There are two other crucial steps in maintaining a working backup system:
monitoring and testing. The old wisdom is "you don't have backups until you've
tested them". The simplest monitoring comes from cron - when I provision a new
box, I make sure to set `MAILTO`, make sure sendmail works, and set up a
deliberately failing cron entry to ensure I hear about it when it breaks. I also
set up zfs-zed to email me whenever ZFS encounters issues, which also has a test
mode you should use. For testing, I periodically provision private replicas of
sr.ht services from backups and make sure that they work as expected.
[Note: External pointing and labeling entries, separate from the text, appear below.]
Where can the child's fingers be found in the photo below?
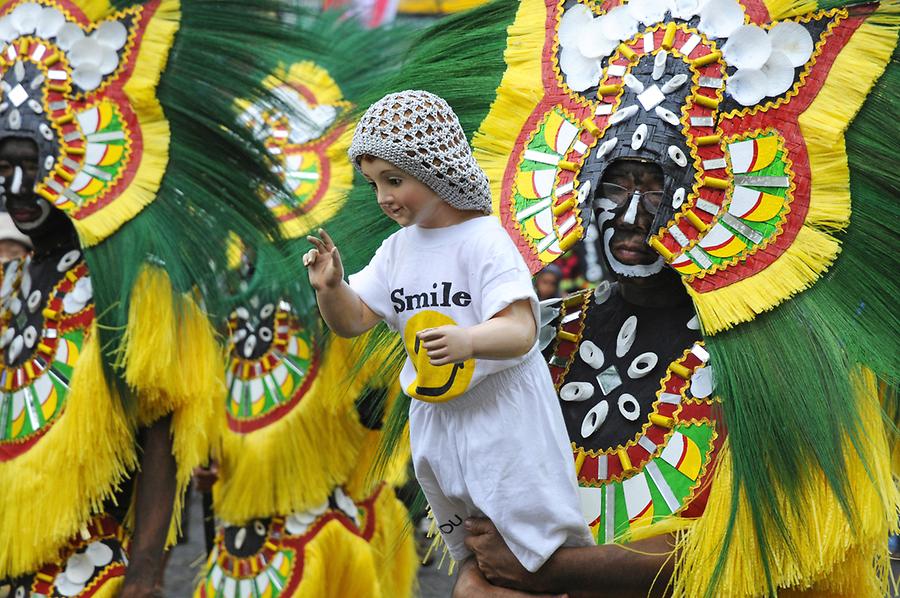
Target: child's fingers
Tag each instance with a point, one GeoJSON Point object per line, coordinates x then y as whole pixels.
{"type": "Point", "coordinates": [433, 345]}
{"type": "Point", "coordinates": [326, 238]}
{"type": "Point", "coordinates": [317, 242]}
{"type": "Point", "coordinates": [309, 258]}
{"type": "Point", "coordinates": [430, 334]}
{"type": "Point", "coordinates": [437, 352]}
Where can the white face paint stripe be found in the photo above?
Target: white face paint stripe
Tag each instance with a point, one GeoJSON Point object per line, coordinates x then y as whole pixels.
{"type": "Point", "coordinates": [631, 213]}
{"type": "Point", "coordinates": [16, 185]}
{"type": "Point", "coordinates": [624, 269]}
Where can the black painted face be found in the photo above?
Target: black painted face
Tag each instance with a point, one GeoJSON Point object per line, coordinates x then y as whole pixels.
{"type": "Point", "coordinates": [626, 200]}
{"type": "Point", "coordinates": [33, 215]}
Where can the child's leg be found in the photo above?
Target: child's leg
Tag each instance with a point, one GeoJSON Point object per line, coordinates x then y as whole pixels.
{"type": "Point", "coordinates": [519, 468]}
{"type": "Point", "coordinates": [438, 473]}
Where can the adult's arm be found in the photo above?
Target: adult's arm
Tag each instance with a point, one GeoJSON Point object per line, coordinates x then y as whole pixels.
{"type": "Point", "coordinates": [155, 487]}
{"type": "Point", "coordinates": [641, 568]}
{"type": "Point", "coordinates": [471, 583]}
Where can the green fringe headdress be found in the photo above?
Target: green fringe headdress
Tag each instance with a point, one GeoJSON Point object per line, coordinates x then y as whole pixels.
{"type": "Point", "coordinates": [159, 176]}
{"type": "Point", "coordinates": [297, 433]}
{"type": "Point", "coordinates": [795, 296]}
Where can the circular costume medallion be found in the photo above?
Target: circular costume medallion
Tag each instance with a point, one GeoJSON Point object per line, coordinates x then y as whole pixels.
{"type": "Point", "coordinates": [266, 557]}
{"type": "Point", "coordinates": [90, 561]}
{"type": "Point", "coordinates": [636, 394]}
{"type": "Point", "coordinates": [273, 364]}
{"type": "Point", "coordinates": [46, 310]}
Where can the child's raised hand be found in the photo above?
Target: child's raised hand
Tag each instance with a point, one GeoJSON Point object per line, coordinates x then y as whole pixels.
{"type": "Point", "coordinates": [323, 263]}
{"type": "Point", "coordinates": [446, 344]}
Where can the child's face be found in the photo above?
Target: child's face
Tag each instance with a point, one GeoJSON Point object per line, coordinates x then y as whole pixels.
{"type": "Point", "coordinates": [404, 199]}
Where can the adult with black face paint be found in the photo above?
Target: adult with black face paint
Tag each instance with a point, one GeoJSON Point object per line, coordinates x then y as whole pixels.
{"type": "Point", "coordinates": [644, 292]}
{"type": "Point", "coordinates": [56, 258]}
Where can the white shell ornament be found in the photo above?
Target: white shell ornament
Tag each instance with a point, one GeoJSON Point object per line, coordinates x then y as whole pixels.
{"type": "Point", "coordinates": [747, 48]}
{"type": "Point", "coordinates": [26, 16]}
{"type": "Point", "coordinates": [50, 22]}
{"type": "Point", "coordinates": [581, 72]}
{"type": "Point", "coordinates": [618, 24]}
{"type": "Point", "coordinates": [15, 348]}
{"type": "Point", "coordinates": [642, 365]}
{"type": "Point", "coordinates": [594, 419]}
{"type": "Point", "coordinates": [572, 22]}
{"type": "Point", "coordinates": [639, 137]}
{"type": "Point", "coordinates": [793, 40]}
{"type": "Point", "coordinates": [79, 568]}
{"type": "Point", "coordinates": [8, 31]}
{"type": "Point", "coordinates": [747, 86]}
{"type": "Point", "coordinates": [647, 12]}
{"type": "Point", "coordinates": [99, 554]}
{"type": "Point", "coordinates": [592, 43]}
{"type": "Point", "coordinates": [87, 77]}
{"type": "Point", "coordinates": [576, 391]}
{"type": "Point", "coordinates": [249, 345]}
{"type": "Point", "coordinates": [629, 407]}
{"type": "Point", "coordinates": [633, 83]}
{"type": "Point", "coordinates": [30, 336]}
{"type": "Point", "coordinates": [779, 74]}
{"type": "Point", "coordinates": [626, 336]}
{"type": "Point", "coordinates": [721, 18]}
{"type": "Point", "coordinates": [591, 354]}
{"type": "Point", "coordinates": [67, 35]}
{"type": "Point", "coordinates": [677, 155]}
{"type": "Point", "coordinates": [702, 382]}
{"type": "Point", "coordinates": [111, 34]}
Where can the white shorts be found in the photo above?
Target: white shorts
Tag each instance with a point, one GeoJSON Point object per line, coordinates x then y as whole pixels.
{"type": "Point", "coordinates": [501, 451]}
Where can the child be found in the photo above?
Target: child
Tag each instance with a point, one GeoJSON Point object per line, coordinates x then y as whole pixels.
{"type": "Point", "coordinates": [487, 434]}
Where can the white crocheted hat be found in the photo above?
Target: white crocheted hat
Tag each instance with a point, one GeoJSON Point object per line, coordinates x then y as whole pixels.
{"type": "Point", "coordinates": [418, 132]}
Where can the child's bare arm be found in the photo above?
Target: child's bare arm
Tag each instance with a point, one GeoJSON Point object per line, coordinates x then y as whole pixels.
{"type": "Point", "coordinates": [510, 333]}
{"type": "Point", "coordinates": [342, 309]}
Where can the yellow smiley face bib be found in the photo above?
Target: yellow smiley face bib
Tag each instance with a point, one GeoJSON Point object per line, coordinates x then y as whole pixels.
{"type": "Point", "coordinates": [434, 384]}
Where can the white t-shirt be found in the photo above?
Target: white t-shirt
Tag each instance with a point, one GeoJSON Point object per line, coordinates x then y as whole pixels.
{"type": "Point", "coordinates": [427, 277]}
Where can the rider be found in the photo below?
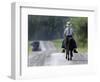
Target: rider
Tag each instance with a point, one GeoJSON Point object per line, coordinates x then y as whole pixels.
{"type": "Point", "coordinates": [68, 32]}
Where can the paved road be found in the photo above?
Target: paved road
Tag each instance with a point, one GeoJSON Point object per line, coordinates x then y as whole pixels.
{"type": "Point", "coordinates": [49, 56]}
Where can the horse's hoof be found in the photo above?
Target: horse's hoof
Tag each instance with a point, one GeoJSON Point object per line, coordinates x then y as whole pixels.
{"type": "Point", "coordinates": [70, 58]}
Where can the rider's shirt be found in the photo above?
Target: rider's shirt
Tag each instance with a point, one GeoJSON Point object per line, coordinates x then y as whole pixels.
{"type": "Point", "coordinates": [68, 31]}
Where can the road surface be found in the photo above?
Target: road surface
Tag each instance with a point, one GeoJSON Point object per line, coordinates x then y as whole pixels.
{"type": "Point", "coordinates": [49, 56]}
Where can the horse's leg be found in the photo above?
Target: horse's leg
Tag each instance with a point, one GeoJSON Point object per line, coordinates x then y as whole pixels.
{"type": "Point", "coordinates": [71, 54]}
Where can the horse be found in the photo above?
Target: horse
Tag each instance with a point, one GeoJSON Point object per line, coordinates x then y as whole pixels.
{"type": "Point", "coordinates": [69, 42]}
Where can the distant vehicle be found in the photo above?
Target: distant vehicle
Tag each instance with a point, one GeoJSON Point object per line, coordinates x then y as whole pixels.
{"type": "Point", "coordinates": [36, 46]}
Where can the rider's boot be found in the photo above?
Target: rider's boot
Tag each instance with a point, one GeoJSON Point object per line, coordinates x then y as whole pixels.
{"type": "Point", "coordinates": [63, 50]}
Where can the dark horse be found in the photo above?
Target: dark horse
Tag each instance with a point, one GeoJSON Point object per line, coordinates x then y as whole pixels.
{"type": "Point", "coordinates": [69, 44]}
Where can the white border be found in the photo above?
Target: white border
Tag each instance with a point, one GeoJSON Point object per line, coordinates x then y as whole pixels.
{"type": "Point", "coordinates": [19, 65]}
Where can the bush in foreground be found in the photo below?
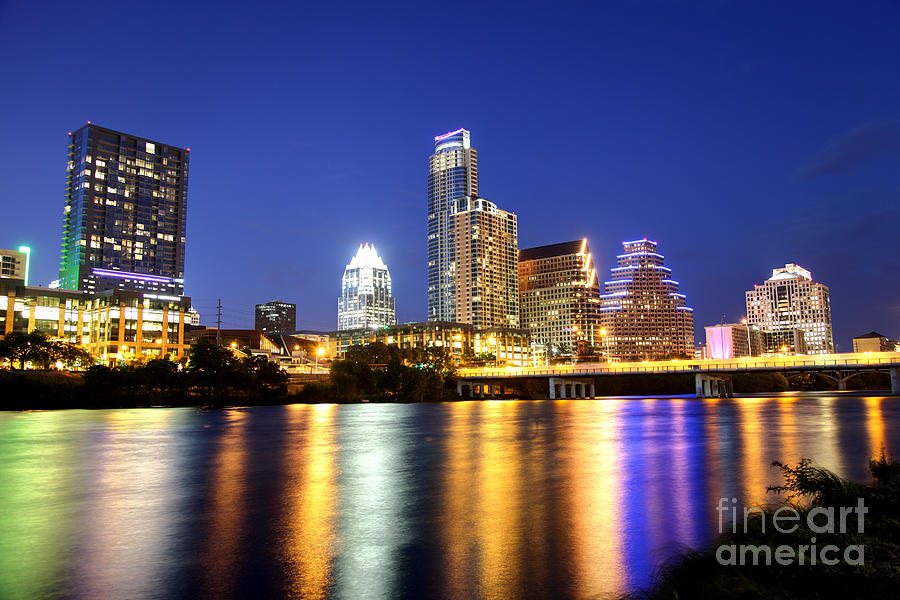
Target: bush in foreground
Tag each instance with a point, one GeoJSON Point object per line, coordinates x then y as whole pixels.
{"type": "Point", "coordinates": [808, 488]}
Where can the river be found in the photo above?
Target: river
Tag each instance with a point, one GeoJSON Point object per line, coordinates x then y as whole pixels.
{"type": "Point", "coordinates": [483, 499]}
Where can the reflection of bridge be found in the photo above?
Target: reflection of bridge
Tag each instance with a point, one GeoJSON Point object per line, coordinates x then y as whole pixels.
{"type": "Point", "coordinates": [712, 377]}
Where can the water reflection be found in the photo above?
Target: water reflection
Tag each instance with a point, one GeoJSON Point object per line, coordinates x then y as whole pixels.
{"type": "Point", "coordinates": [492, 499]}
{"type": "Point", "coordinates": [228, 505]}
{"type": "Point", "coordinates": [310, 500]}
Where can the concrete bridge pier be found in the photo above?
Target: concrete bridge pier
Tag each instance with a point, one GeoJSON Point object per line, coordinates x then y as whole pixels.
{"type": "Point", "coordinates": [713, 386]}
{"type": "Point", "coordinates": [571, 388]}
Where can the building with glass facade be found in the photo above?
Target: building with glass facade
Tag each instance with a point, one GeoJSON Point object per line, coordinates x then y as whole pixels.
{"type": "Point", "coordinates": [366, 299]}
{"type": "Point", "coordinates": [13, 264]}
{"type": "Point", "coordinates": [559, 298]}
{"type": "Point", "coordinates": [275, 316]}
{"type": "Point", "coordinates": [472, 244]}
{"type": "Point", "coordinates": [733, 340]}
{"type": "Point", "coordinates": [790, 300]}
{"type": "Point", "coordinates": [643, 314]}
{"type": "Point", "coordinates": [111, 325]}
{"type": "Point", "coordinates": [510, 346]}
{"type": "Point", "coordinates": [124, 216]}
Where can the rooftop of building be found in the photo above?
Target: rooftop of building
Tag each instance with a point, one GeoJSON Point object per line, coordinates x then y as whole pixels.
{"type": "Point", "coordinates": [459, 138]}
{"type": "Point", "coordinates": [366, 257]}
{"type": "Point", "coordinates": [96, 127]}
{"type": "Point", "coordinates": [871, 334]}
{"type": "Point", "coordinates": [551, 250]}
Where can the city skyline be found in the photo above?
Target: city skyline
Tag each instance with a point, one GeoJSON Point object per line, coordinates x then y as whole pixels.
{"type": "Point", "coordinates": [823, 163]}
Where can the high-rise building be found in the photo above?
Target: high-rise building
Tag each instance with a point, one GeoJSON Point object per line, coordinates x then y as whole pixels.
{"type": "Point", "coordinates": [642, 314]}
{"type": "Point", "coordinates": [873, 342]}
{"type": "Point", "coordinates": [124, 218]}
{"type": "Point", "coordinates": [366, 299]}
{"type": "Point", "coordinates": [276, 316]}
{"type": "Point", "coordinates": [559, 298]}
{"type": "Point", "coordinates": [14, 264]}
{"type": "Point", "coordinates": [790, 300]}
{"type": "Point", "coordinates": [472, 244]}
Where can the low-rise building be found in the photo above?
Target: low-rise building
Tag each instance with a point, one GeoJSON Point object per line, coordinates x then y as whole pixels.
{"type": "Point", "coordinates": [275, 316]}
{"type": "Point", "coordinates": [510, 346]}
{"type": "Point", "coordinates": [111, 325]}
{"type": "Point", "coordinates": [873, 342]}
{"type": "Point", "coordinates": [733, 340]}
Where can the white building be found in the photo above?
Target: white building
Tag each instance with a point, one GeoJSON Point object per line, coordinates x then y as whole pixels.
{"type": "Point", "coordinates": [790, 301]}
{"type": "Point", "coordinates": [366, 299]}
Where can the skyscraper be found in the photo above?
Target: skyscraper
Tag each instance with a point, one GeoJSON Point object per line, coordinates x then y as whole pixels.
{"type": "Point", "coordinates": [559, 298]}
{"type": "Point", "coordinates": [472, 244]}
{"type": "Point", "coordinates": [790, 300]}
{"type": "Point", "coordinates": [124, 218]}
{"type": "Point", "coordinates": [642, 313]}
{"type": "Point", "coordinates": [366, 299]}
{"type": "Point", "coordinates": [275, 316]}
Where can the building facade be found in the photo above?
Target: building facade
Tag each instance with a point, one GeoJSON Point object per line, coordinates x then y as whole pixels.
{"type": "Point", "coordinates": [472, 244]}
{"type": "Point", "coordinates": [873, 342]}
{"type": "Point", "coordinates": [559, 298]}
{"type": "Point", "coordinates": [112, 325]}
{"type": "Point", "coordinates": [14, 264]}
{"type": "Point", "coordinates": [643, 315]}
{"type": "Point", "coordinates": [790, 300]}
{"type": "Point", "coordinates": [366, 299]}
{"type": "Point", "coordinates": [510, 346]}
{"type": "Point", "coordinates": [275, 316]}
{"type": "Point", "coordinates": [125, 212]}
{"type": "Point", "coordinates": [733, 340]}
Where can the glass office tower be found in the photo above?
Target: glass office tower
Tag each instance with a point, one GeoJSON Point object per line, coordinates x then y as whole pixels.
{"type": "Point", "coordinates": [643, 314]}
{"type": "Point", "coordinates": [452, 176]}
{"type": "Point", "coordinates": [366, 299]}
{"type": "Point", "coordinates": [124, 218]}
{"type": "Point", "coordinates": [472, 244]}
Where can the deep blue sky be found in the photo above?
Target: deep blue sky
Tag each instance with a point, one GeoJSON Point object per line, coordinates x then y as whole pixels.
{"type": "Point", "coordinates": [740, 135]}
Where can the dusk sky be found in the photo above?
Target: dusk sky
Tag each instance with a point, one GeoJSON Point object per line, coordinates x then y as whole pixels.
{"type": "Point", "coordinates": [739, 135]}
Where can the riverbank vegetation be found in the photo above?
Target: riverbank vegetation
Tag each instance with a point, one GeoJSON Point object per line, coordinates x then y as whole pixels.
{"type": "Point", "coordinates": [211, 376]}
{"type": "Point", "coordinates": [864, 562]}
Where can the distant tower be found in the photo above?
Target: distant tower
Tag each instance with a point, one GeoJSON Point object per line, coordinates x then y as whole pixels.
{"type": "Point", "coordinates": [472, 244]}
{"type": "Point", "coordinates": [559, 297]}
{"type": "Point", "coordinates": [643, 316]}
{"type": "Point", "coordinates": [790, 301]}
{"type": "Point", "coordinates": [124, 219]}
{"type": "Point", "coordinates": [366, 299]}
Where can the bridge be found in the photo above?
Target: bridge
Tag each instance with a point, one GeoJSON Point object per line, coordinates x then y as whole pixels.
{"type": "Point", "coordinates": [713, 378]}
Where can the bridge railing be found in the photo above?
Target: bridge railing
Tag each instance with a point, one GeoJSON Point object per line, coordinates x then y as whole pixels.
{"type": "Point", "coordinates": [695, 366]}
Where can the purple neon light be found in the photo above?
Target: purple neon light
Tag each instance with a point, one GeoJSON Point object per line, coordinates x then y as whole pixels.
{"type": "Point", "coordinates": [123, 274]}
{"type": "Point", "coordinates": [438, 138]}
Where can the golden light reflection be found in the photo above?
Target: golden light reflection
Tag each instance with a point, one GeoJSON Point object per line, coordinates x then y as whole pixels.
{"type": "Point", "coordinates": [498, 507]}
{"type": "Point", "coordinates": [875, 426]}
{"type": "Point", "coordinates": [754, 467]}
{"type": "Point", "coordinates": [825, 442]}
{"type": "Point", "coordinates": [592, 472]}
{"type": "Point", "coordinates": [457, 515]}
{"type": "Point", "coordinates": [228, 507]}
{"type": "Point", "coordinates": [310, 499]}
{"type": "Point", "coordinates": [787, 430]}
{"type": "Point", "coordinates": [131, 507]}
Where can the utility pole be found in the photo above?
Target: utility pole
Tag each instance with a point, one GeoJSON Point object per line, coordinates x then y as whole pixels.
{"type": "Point", "coordinates": [219, 324]}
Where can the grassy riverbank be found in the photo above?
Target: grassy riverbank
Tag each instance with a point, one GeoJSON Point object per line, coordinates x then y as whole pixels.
{"type": "Point", "coordinates": [816, 562]}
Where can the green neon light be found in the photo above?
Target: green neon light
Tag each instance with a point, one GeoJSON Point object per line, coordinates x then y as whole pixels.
{"type": "Point", "coordinates": [27, 251]}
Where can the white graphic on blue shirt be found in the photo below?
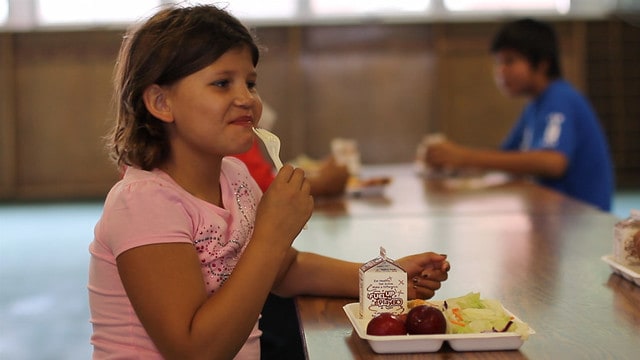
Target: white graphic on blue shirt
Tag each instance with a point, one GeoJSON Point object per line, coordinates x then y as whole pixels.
{"type": "Point", "coordinates": [553, 130]}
PostgreSQL
replication is fairly new to my setup, but my intention is to switch the primary
and standby servers on every database upgrade for HA[^2] purposes, which
conveniently also tests that each standby is up-to-date and still replicating.
[^2]: High availability
To many veteran sysadmins, a lot of this is basic stuff, but it took me a long
time to learn how all of this worked and establish a set of best practices for
myself. With the rise in popularity of managed ops like AWS and GCP, it seems
like ops & sysadmin roles are becoming less common. Some of us still love the
sound of a datacenter and the greater level of control you have over your
services, and as a bonus my users aren't worrying about $bigcorp having access
to their data.
The next ops thing on my todo list is high availability, which is still
in-progress on sr.ht. When it's done, expect another blog post!